Claire Murdoch, the Chief Executive of the Central and North West London NHS Foundation Trust and national director for mental health, NHS England, for want of her full title, has called for an end to what she labels ‘Betting Bribes’ from bookmakers. With Murdoch being of the view that the link between mental illness and betting is clear.
Murdoch in a series of letters written to leading bookmakers in the UK, has warned them that the National Health Service is no longer able to ‘pick up the pieces’ from gambling addiction. With Murdoch calling on bookmakers to ‘end the shameful betting bribes behind a devastating national crisis.’
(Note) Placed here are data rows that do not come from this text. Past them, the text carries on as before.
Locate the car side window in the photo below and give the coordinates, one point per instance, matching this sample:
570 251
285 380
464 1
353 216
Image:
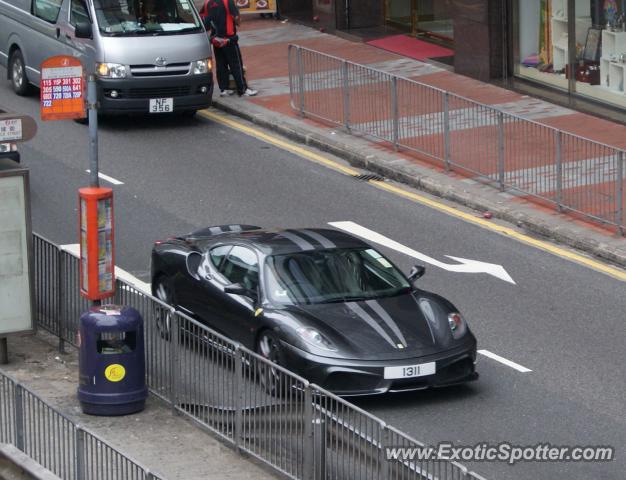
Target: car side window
47 10
78 12
241 266
217 254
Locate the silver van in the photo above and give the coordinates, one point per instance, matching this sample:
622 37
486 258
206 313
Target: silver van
149 56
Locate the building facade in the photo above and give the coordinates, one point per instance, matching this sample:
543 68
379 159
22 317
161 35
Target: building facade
576 48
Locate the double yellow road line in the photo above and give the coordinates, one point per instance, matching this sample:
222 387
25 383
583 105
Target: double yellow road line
481 222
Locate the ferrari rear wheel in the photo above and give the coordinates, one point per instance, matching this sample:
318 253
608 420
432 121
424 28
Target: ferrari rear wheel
163 316
273 381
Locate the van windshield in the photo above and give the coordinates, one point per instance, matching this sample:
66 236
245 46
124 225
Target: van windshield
151 17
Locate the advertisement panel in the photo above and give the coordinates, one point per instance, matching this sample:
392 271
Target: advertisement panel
16 299
256 6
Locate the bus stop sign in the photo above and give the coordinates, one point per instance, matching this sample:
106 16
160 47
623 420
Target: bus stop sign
62 88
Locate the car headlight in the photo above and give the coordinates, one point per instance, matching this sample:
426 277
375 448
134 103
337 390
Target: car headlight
111 70
315 338
201 66
457 324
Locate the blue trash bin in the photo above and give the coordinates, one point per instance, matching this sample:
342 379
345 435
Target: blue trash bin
111 361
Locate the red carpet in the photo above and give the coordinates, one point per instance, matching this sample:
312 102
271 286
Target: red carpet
411 47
The letters which have been addressed to the Chief Executives of William Hill, BetFred, bet365, GVC ( owners of Ladbrokes Coral ) and Flutter ( Paddy Power Betfair ), also reveals her concerns that the firms are deliberately targeting problem gamblers.
With Murdoch stating: “I am concerned that offering people who are losing vast sums of money… free tickets, VIP experiences, and free bets, all proactively prompt people back into the vicious gambling cycle which many want to escape.”
On Tuesday this week, the UK’s Gambling Commission confirmed plans to ban credit card use at online gambling sites, a ban that will come into force on 14th April 2020. With the regulator also making the signing up to the self exclusion service GamStop being a prerequisite of obtaining an operators licence as from 31st March 2020.
Over the past few months, attacks on the gambling industry, particularly iGaming and online gambling, have increased, with politicians and various responsible gambling organisations taking aim at the industry.
In November last year, the Gambling Related Harm All Parliamentary Group proposed a £2 maximum limit on all online slot games. Something that could well be considered by the UKGC, mirroring the change that has occurred with stake limits on fixed odds betting terminals.
Rounding off her letter to the bookmakers, Murdoch also states that: “The links between the sporting industry and gambling are deeply disturbing, and the tactics used by some firms are shameful. It is high time sporting bodies get back to their roots and start focussing on fans and families enjoying watching their heroes play, rather than allowing firms to hijack sport in pursuit of profit.”
In response, the Betting and Gaming Council, which represents leading bookmakers that operate within the UK, said that it took it’s responsibility towards its customers seriously and cites the introduction of age verification checks and a ban on in game advertising as an example of this. The BGC also stated that they were prepared to meet with Murdoch, to address any of her concerns.